Bugün yılın ikinci enflasyonu açıklanıyor. Ekonomi yönetimi sıkı para politikasıyla mücadelesini sürdürüyor. Hazine ve Maliye Bakanı Mehmet Şimşek’in dediği gibi; ABD ve Avrupa nasıl düşürdüyse, hangi politikaları uyguladıysa Türkiye de onu yapıyor. Sonuçlarını önümüzdeki birkaç ayda görmeye başlarız. Döviz kurları enflasyon ile mücadelenin önemli bir ayağını oluşturuyor. Yüksek faiz, yabancı portföy girişleri (sıcak para), cari açıktaki daralma ve TCMB’nin müdahaleleri döviz kurlarındaki yükseliş ivmesini azaltmış durumda. TCMB’nin brüt rezervlerinde son aylardaki erimede döviz kur artışları ile mücadelenin etkileri olabilir. TCMB brüt rezervleri 23 Şubat haftasında 2.4 milyar dolar düşüşle 171.7 milyar dolara çekildi. Hatırlanırsa geçen yıl 145 milyar dolara kadar çıkmıştı. Diğer yandan kur korumalı mevduattaki (KKM) gerileme ivme kaybetse de devam ederken aynı hafta bankalardaki yurtiçi yerleşiklerin döviz mevduatı 1.7 milyar dolar artışla 176.3 milyar dolara yükseldi. Bu durum dövize bireysel talebin az da olsa ilgi gösterdiği şeklinde yorumlanabilir. Döviz mevduatı uzun süredir yatay bir seyir izliyordu.

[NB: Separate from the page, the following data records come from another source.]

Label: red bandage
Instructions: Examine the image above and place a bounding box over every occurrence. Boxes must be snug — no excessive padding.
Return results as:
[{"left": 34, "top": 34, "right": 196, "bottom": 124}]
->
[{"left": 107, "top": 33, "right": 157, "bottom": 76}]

Türkiye’nin 2023 yılı son çeyrek büyümesi beklentilerin biraz üzerinde geldi. Seçim, faiz oranlarındaki artış ve deprem gibi önemli gelişmeleri barındıran 2023 yılında ekonomideki % 4.5 büyüme olumlu karşılandı. Detayına bakıldığında; Finans ve sigortada %9,0, inşaatta %7,8, hizmetlerde %6,4 büyümeler dikkat çekerken sanayide %0,8 ile büyümenin çok sınırlı kalması ve tarım sektörünün %0,2 küçülmesi önemliydi. Gıda enflasyonunun çok konuşulduğu bu günlerde tarımdaki küçülme bunun izahı gibi. Büyüme verisinin piyasalar üzerindeki etkileri ise oldukça sınırlı kaldı. Son dönemde makroekonomik verilere duyarsızlık var. Olağan piyasa şartlarında ekonomideki büyümenin olumlu fiyatlamaya konu olması gerekirdi.
Dış piyasalarda mevcut trendler korunuyor. Merkez bankaları yetkililerinden gelen “faiz indirimi için erken uyarıları ve enflasyon kaygılarının” piyasalarda bu aşamada pek karşılığı yok. Fiyatlamalar üzerinde etkili değiller. Sözlü yönlendirme niteliğinde görülüyor. Almanya ve Euro Bölgesi enflasyonunda düşüş eğiliminin sürüyor olması faiz kararları açısından önemli ve olumlu bir gelişme. Ayrıca Almanya ve Euro Bölgesi’nde resesyon riski bu yıl için dillendirilen bir konu ve bazı banka raporlarında bu beklenti açıkça yer alıyor. Bu durum faiz indirim olasılığını güçlendiriyor. Geçen yıl resesyona giren Japonya aşırı gevşek para politikasından çıkışını ertelemek durumunda kaldı. Borsalardaki yükselişe karşılık diğer piyasa parametrelerinde yatay bir seyir hakim. Euroda değer kaybı, dolarda hafif değer kazanımı söz konusu. Enflasyon düşüşüne bağlı olarak Avrupa Merkez Bankası’nın daha önce faiz indirimine gidebileceği beklentisi euroyu bir parça zayıflatmış durumda. Euro/dolar paritesi 1.08’e yaklaştı. Bu hafta; Avrupa Merkez Bankası faiz kararı (değişim beklenmiyor), Fed Başkanı Powell’ın konuşması ve ABD tarım dışı istihdamını yakında takip edilecek.